We cut out cable about 5 years ago. Yes , while 500 hundred channels may not be enough for some it was too much for us.
I found myself spending more time changing the channel then settling in on a show.
Having grown up with a small color TV in the 70s before the grand old age of cable there were only 3 or 4 choices tops.
There was 3, 6, and 10 and channel 12 PBS.
News in the morning, news at lunch, followed by a soap opera of sorts, then more news at 6 and most times in the evening, The Lawrence Welk Show at my Nana's.
The TV was left on in the house much like an extra relative was there talking to you in monotone.
This extra “voice” kept everyone company perhaps.
Back then you mechanically turned the dial with your hand.
At 5 in the morning there would be a repeated rotational video of Philadelphia and the surroundings and Philly soul music in the background.
Local Channel 6 would have a commercial that would question’ “Where’s that action news man again?”
By the mid-1980s there was revolution with cable.
It all started with 30 channels or more.
This was the new wild west of the moving image.
Everyone had a tv then a color tv followed by cable.
Small companies that set cable wires everywhere became behemoths.
These pioneers had stories and channels that would go on and on.
It began for us locally with Suburban Cable.
This company that I even worked for briefly that then got swallowed by a bigger pac-man called Comcast.
There are good and bad things about the growth of a plethora of channels.
Things to watch could be local and instead of decisions that were made with only four channels there were even more choices.
This revolution made many millionaires and billionaires and forever changed the skyline of Philadelphia.
People had more to choose.

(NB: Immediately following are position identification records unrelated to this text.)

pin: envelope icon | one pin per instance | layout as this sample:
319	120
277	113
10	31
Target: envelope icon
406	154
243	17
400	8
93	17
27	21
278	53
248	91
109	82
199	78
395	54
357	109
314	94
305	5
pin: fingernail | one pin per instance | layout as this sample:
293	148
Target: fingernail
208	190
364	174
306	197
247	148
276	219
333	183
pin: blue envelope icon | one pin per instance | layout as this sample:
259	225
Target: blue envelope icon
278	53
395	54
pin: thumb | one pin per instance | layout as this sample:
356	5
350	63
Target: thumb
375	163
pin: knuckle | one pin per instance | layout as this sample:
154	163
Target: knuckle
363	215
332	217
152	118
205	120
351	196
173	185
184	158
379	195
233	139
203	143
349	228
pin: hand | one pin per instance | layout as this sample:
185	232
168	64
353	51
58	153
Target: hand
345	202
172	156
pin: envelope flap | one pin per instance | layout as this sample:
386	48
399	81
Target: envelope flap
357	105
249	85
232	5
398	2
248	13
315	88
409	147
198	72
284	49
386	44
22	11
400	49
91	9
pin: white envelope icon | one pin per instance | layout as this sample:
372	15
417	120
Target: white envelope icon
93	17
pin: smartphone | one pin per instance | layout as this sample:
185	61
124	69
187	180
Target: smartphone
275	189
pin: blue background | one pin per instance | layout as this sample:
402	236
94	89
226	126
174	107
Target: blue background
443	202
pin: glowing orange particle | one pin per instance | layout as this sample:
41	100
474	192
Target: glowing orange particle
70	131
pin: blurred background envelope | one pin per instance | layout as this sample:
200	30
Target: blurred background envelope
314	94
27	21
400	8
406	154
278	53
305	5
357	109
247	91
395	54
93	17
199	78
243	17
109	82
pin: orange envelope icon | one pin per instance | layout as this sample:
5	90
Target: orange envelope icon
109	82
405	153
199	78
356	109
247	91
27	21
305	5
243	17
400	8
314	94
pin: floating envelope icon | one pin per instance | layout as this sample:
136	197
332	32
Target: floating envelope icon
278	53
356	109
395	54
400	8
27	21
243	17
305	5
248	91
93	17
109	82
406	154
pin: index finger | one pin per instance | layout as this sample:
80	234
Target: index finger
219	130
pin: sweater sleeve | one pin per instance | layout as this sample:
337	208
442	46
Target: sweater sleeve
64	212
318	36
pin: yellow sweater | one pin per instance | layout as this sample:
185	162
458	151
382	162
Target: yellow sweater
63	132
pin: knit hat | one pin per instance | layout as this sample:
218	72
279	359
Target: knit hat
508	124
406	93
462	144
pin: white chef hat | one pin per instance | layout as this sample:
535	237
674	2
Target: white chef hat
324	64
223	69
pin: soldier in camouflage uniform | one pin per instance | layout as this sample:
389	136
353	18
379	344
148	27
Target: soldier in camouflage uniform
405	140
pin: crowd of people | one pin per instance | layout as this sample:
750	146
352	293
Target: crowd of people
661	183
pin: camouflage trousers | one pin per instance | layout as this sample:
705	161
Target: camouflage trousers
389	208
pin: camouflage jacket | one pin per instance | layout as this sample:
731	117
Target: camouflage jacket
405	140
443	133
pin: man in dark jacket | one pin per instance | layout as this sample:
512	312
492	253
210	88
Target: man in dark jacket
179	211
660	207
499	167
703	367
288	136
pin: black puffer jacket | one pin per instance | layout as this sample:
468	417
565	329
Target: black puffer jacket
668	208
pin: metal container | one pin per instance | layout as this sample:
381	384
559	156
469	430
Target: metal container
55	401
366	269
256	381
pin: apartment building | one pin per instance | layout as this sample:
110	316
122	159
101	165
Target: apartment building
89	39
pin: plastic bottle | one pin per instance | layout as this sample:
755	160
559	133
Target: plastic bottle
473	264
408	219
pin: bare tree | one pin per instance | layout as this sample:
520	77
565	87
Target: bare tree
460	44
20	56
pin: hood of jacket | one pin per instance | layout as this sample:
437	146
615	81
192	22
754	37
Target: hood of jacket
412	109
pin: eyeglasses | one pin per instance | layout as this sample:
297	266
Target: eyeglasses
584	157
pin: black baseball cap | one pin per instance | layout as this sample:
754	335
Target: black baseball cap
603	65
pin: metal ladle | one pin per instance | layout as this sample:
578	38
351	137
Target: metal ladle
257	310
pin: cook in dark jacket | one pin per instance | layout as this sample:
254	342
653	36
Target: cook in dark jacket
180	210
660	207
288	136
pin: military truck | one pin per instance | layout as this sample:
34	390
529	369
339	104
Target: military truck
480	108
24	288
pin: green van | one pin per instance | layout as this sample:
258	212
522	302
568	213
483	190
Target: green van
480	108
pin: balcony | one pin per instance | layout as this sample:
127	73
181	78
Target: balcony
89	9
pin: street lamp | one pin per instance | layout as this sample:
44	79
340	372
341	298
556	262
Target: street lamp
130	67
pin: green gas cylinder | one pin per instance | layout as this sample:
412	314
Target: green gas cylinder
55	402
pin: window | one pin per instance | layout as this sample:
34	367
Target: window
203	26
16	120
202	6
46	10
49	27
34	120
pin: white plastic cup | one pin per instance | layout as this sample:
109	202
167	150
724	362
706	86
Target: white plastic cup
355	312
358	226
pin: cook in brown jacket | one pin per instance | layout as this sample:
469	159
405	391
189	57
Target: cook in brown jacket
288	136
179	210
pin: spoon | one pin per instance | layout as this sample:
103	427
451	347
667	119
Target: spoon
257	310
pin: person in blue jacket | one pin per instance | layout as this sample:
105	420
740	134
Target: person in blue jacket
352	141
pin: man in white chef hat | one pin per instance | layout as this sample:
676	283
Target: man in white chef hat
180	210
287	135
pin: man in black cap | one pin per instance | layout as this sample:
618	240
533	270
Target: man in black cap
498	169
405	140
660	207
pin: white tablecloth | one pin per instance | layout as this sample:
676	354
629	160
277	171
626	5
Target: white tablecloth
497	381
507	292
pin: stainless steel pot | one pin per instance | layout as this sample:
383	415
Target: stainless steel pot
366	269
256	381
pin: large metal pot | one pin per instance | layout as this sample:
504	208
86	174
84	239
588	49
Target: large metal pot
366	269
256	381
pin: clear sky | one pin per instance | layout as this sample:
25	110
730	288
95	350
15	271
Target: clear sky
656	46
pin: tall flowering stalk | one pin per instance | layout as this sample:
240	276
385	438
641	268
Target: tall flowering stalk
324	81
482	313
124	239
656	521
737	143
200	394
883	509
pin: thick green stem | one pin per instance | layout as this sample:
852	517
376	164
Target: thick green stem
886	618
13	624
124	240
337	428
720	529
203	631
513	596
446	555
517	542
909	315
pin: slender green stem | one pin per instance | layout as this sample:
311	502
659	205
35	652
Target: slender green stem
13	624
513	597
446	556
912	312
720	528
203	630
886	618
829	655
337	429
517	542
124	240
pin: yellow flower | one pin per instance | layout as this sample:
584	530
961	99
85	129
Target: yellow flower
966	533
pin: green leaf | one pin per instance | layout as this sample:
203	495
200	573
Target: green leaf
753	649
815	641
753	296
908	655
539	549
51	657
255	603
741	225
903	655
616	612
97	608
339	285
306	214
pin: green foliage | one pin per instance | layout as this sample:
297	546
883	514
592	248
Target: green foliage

Lots of networks.
And the landscape of being a celebrity had changed.
Talk shows and food shows and reality TV scripted or not.
Our own household was bored of the best biggest burger and the furniture redo market playing over and over again.
So we left for pure content in Netflix and the Internet.
No bobble heads spewing news unless you wanted them too.
I can’t say that I have stopped completely cold turkey with junk TV.
I am not pure and disciplined to the level of saying no especially when we have cable in our hotel room on vacations.
Who can’t help watch an episode or two of my 600 pound life or Dog the Bounty Hunter?
Yes I might binge a little when I’m not home.We all have our cravings... even having that potato chip bag emptied all while watching a modern day soap opera of reality Junk TV, scripted or not.